Databases Reference
In-Depth Information
FIGURE 4.25
Column family representation.
If we wanted to further group column families together to create or manage the relationship
between the column families, the Cassandra model provides a super column family:
Super column family. A super column family is a logical and physical grouping of column
families that can be represented by a single key. The flexibility of this model is you can represent
relationships, hierarchies, and treelike traversal in a simple and flexible manner.
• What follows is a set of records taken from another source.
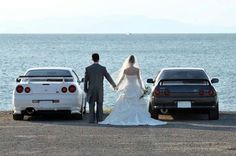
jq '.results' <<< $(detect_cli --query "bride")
[99,55,166,125]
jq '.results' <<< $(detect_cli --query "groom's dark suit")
[84,63,116,123]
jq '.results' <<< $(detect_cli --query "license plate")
[39,101,52,107]
[177,101,191,108]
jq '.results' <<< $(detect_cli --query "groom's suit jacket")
[84,64,116,103]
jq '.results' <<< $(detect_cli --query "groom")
[84,53,116,123]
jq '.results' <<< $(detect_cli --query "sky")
[0,0,236,33]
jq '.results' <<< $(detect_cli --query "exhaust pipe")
[25,108,35,115]
[160,108,169,114]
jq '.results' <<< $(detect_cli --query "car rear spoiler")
[16,76,73,82]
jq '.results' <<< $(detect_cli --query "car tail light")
[61,87,67,93]
[198,89,205,96]
[16,85,24,93]
[69,85,76,93]
[25,87,31,93]
[164,89,170,96]
[208,89,215,96]
[154,89,161,96]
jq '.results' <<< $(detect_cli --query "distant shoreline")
[0,32,236,36]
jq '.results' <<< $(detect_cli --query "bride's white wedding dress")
[99,75,166,125]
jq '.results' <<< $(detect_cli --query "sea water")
[0,34,236,111]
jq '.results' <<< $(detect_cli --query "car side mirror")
[78,78,84,83]
[16,78,21,83]
[211,78,219,83]
[147,79,155,83]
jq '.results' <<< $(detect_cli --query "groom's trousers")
[89,92,103,123]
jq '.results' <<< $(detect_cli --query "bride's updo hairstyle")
[129,55,135,64]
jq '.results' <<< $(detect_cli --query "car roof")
[27,67,72,71]
[158,67,209,80]
[161,67,205,71]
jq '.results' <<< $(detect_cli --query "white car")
[12,67,86,120]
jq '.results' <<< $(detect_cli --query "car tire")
[148,104,159,119]
[208,105,219,120]
[13,114,24,120]
[72,113,83,120]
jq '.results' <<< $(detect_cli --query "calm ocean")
[0,34,236,111]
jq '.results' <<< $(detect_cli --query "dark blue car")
[147,68,219,120]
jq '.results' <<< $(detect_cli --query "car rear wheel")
[71,113,83,120]
[208,106,219,120]
[13,114,24,120]
[148,104,158,119]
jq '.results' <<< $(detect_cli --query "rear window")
[26,69,72,77]
[160,80,209,86]
[161,69,208,80]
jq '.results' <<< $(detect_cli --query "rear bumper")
[12,95,83,114]
[150,97,218,109]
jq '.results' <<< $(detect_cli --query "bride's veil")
[115,55,144,91]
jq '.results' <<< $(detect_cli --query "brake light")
[208,89,215,96]
[164,89,170,96]
[69,85,76,93]
[198,89,205,96]
[25,87,31,93]
[154,89,161,96]
[16,85,24,93]
[61,87,67,93]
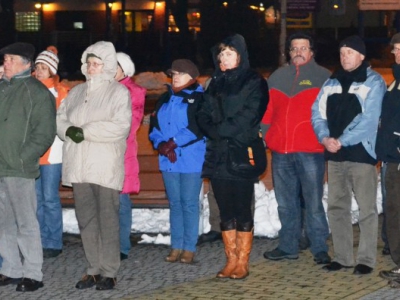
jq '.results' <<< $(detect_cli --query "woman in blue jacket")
[149,59,206,263]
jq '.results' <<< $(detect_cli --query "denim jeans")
[272,152,329,255]
[36,164,63,250]
[381,162,389,249]
[162,172,202,252]
[119,194,132,255]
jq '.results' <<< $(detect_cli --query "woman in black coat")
[197,34,269,279]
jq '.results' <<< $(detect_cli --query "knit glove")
[158,138,178,156]
[65,126,85,144]
[167,150,176,163]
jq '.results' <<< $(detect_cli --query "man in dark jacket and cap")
[0,43,56,292]
[312,36,386,275]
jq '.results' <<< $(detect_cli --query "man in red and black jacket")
[262,32,331,264]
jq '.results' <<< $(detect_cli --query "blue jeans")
[272,152,329,255]
[119,194,132,255]
[36,164,63,250]
[381,162,389,249]
[162,172,202,252]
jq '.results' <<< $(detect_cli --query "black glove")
[167,150,176,163]
[164,138,178,153]
[65,126,85,144]
[157,142,167,156]
[157,138,178,156]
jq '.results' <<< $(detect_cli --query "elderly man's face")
[340,47,365,72]
[4,54,31,79]
[392,43,400,65]
[289,39,314,66]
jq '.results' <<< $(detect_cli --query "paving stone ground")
[0,216,400,300]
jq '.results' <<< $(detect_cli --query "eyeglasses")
[171,72,187,76]
[289,46,310,53]
[86,62,104,69]
[35,65,49,71]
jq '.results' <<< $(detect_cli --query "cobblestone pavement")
[0,217,400,300]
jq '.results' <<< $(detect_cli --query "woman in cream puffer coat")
[57,42,132,290]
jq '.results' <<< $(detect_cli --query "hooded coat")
[57,41,132,190]
[197,34,269,180]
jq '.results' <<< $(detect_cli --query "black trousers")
[385,163,400,266]
[211,178,254,224]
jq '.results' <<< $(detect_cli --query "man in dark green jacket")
[0,43,56,292]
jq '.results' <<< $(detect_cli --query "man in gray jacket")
[0,43,56,292]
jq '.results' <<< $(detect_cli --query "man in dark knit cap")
[0,43,56,292]
[312,36,386,275]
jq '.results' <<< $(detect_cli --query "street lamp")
[105,0,114,40]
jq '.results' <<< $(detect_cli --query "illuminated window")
[119,11,153,32]
[168,8,200,32]
[15,12,40,31]
[74,22,83,29]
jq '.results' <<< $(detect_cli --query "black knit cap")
[390,32,400,45]
[0,42,35,61]
[167,59,200,79]
[339,35,366,55]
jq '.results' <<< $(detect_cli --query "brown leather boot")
[179,250,194,264]
[165,249,182,262]
[230,222,253,279]
[217,220,237,278]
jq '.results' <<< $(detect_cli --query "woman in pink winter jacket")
[115,52,146,260]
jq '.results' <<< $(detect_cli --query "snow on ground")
[63,181,382,245]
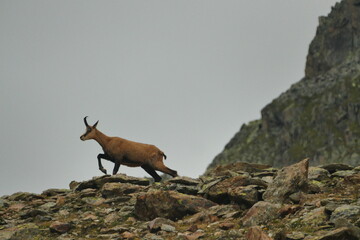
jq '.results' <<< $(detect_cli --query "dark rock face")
[209,0,360,168]
[305,0,360,77]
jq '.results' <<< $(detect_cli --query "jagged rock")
[147,218,175,233]
[0,223,40,240]
[209,0,360,172]
[135,190,216,220]
[101,182,144,198]
[168,177,200,186]
[241,201,281,226]
[73,174,150,191]
[41,188,71,197]
[20,209,48,219]
[309,227,359,240]
[7,192,43,201]
[0,198,9,209]
[204,205,241,219]
[219,222,235,230]
[285,232,305,240]
[206,162,271,176]
[246,226,273,240]
[228,185,260,208]
[302,207,329,226]
[330,205,360,222]
[263,159,309,203]
[308,167,330,181]
[344,173,360,185]
[203,175,267,205]
[50,221,71,233]
[320,163,353,173]
[331,170,355,178]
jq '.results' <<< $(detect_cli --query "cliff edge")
[208,0,360,169]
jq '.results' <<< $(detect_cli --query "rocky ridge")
[0,159,360,240]
[209,0,360,169]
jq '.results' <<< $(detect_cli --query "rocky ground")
[0,159,360,240]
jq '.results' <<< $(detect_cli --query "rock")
[228,185,260,208]
[316,227,359,240]
[121,232,136,239]
[147,218,175,233]
[167,177,200,186]
[20,209,48,219]
[285,232,305,240]
[209,0,360,172]
[184,211,219,224]
[204,176,267,205]
[330,205,360,222]
[302,207,329,226]
[101,182,144,198]
[39,202,56,212]
[241,201,281,226]
[263,158,309,203]
[206,162,271,176]
[308,167,330,181]
[344,173,360,185]
[0,198,9,209]
[320,163,353,174]
[204,205,241,218]
[246,226,273,240]
[41,188,71,197]
[72,174,150,191]
[166,184,199,195]
[0,223,40,240]
[50,221,71,234]
[219,222,235,230]
[160,224,176,232]
[331,170,356,178]
[104,212,120,224]
[135,190,216,220]
[8,192,43,201]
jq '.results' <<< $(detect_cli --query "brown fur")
[80,117,177,181]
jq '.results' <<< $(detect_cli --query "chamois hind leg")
[113,162,120,175]
[97,153,111,174]
[141,164,161,182]
[153,161,178,177]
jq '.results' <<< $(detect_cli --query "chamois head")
[80,116,99,141]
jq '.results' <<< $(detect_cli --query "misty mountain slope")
[209,0,360,168]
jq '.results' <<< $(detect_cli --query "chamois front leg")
[97,153,111,174]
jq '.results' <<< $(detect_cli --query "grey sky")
[0,0,336,195]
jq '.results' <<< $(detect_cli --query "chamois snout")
[80,116,99,141]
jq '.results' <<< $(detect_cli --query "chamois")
[80,116,177,182]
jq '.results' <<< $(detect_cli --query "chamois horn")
[84,116,89,127]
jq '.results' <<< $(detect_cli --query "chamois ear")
[93,120,99,128]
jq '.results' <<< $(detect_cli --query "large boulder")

To create a meaningful data structure or architecture, a column family, super column family, or
multiples of the same need to be grouped in one set or under a common key. In Cassandra, a key-
space defines that set of column families grouped under one key. Typically, we can decompose this
as follows: Excel document → sheet 1 → columns/formulas → sheet2 (columns/formulas) → sheet 2
(other columns/formulas), and so on. You can define a keyspace for an application; this is a preferred
approach rather than to create thousands of keyspaces for an application.
A keyspace has configurable properties that are critical to understand:
Replication factor —refers to the number of nodes that can be copies or replicas for each row of
data. If your replication factor is 2, then two nodes will have copies of each row. Data replication
is transparent. The replication factor is the method of controlling consistency within Cassandra
and is a tunable parameter in deciding performance and scalability balance.
Replica placement strategy —refers to how the replicas will be placed in the deployment ring
(we will discuss this in the architecture section). There are two strategies provided to configure
which node will get copies of which keys: SimpleStrategy (defined in the keyspace creation) and
NetworkTopologyStrategy (replications across data centers).
Column families —each keyspace has at least one or more column families. A column family has
configurable parameters, described in Table 4.1 .
As we have learned so far, a keyspace provides the data structure for Cassandra to store the col-
umn families and the subgroups. To store the keyspace and the metadata associated with it, Cassandra
provides the architecture of a cluster, often referred as the ring. Cassandra distributes data to the
nodes by arranging them in a ring that forms the cluster.